立案しても実現できなければ、企画ではない。
実現できない企画は、「紙くず」に過ぎない。

厳しい言葉だが、たしかな事実でもある。

大学時代、ESSという英会話サークルで、「渉外」という役職に付き、関東・関西の大学にあるESSが参加するディスカッション大会の主催を行った経験がある。

この経験が、企画の仕事への興味を持つ入り口だったと思う。

社会人になり、ワタミで外食店長を務めた後、外食の人で不足に課題を感じ、人材の仕事に転職を考えていた時、

本部でその仕事やらないかとお声掛け頂いて、本部で採用したアルバイトさんを人手の足りない店舗へ派遣し、互いによい評価であればそのままそのままその店のアルバイトさんになってもらうという企画のリーダーを担当した。

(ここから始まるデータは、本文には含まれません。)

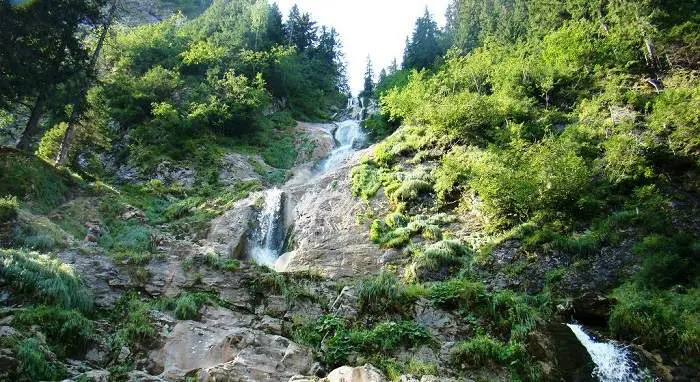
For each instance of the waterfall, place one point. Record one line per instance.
(613, 362)
(268, 237)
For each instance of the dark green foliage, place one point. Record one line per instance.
(365, 181)
(424, 47)
(187, 305)
(135, 327)
(457, 293)
(8, 208)
(667, 261)
(36, 364)
(336, 340)
(45, 279)
(40, 186)
(383, 294)
(667, 320)
(67, 330)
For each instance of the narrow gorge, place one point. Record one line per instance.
(336, 191)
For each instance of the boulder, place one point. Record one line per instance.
(228, 232)
(366, 373)
(223, 347)
(99, 272)
(235, 168)
(325, 234)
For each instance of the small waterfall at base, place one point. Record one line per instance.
(268, 237)
(613, 362)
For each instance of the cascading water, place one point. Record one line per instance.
(268, 238)
(613, 362)
(349, 136)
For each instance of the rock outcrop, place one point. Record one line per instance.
(325, 236)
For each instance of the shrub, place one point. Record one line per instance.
(47, 280)
(479, 352)
(69, 330)
(135, 325)
(35, 363)
(665, 320)
(383, 294)
(411, 189)
(457, 293)
(365, 181)
(395, 220)
(8, 208)
(667, 260)
(38, 233)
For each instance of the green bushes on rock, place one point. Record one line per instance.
(45, 279)
(36, 363)
(67, 330)
(8, 208)
(383, 294)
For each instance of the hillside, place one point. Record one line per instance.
(191, 196)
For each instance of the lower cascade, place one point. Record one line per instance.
(268, 237)
(613, 362)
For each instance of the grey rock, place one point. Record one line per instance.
(345, 305)
(142, 376)
(100, 273)
(326, 236)
(441, 324)
(124, 353)
(235, 168)
(172, 174)
(228, 232)
(92, 376)
(366, 373)
(224, 347)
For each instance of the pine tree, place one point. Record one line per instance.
(275, 28)
(382, 76)
(393, 67)
(424, 47)
(300, 30)
(368, 90)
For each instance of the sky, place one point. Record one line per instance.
(377, 28)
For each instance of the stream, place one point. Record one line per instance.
(266, 243)
(583, 357)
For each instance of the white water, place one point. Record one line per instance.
(349, 136)
(268, 238)
(267, 241)
(613, 362)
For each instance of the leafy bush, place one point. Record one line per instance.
(457, 293)
(336, 341)
(365, 181)
(68, 330)
(666, 320)
(46, 279)
(8, 208)
(667, 260)
(383, 294)
(411, 189)
(187, 305)
(40, 186)
(135, 328)
(35, 362)
(479, 351)
(38, 233)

店長経験を踏まえて、お店の課題をなんとか解決したいとの思いからこの企画を実現させた。

ただ、その企画をスタートする前の企画会議、
上司にこの言葉を言われ、そして、この言葉は僕にとって、今でも企画する時のもう一つの心構えになっている。

『この企画、美しくない!!!』

論理的に考えた。
チームメンバーに事前にプレゼンして、何度も書き直した。

それにも拘らず、この一言をいただいた。

言われた時は、意味が全くわからず、どこが美しくないのか教えてほしい、何が間違えているのか具体的に言ってほしいとさえ思った。

しかし、今ならわかる。

論理的にはたしかに穴はなかったけど、
共感を生まない企画になっていた。

店長経験があって、お店のことわかっているはずなのに、
お店に想いが至りきっていなかった。

この著書にもある。

企画には、「企み(たくらみ)」がなければならない。

その「企み」をどう物語り、共感を生み、人と組織を動かせるか。

この一点が、難しくもあり、挑戦しがいのある営みと思っている。


仕事で「企画」をする人に進めている1冊です。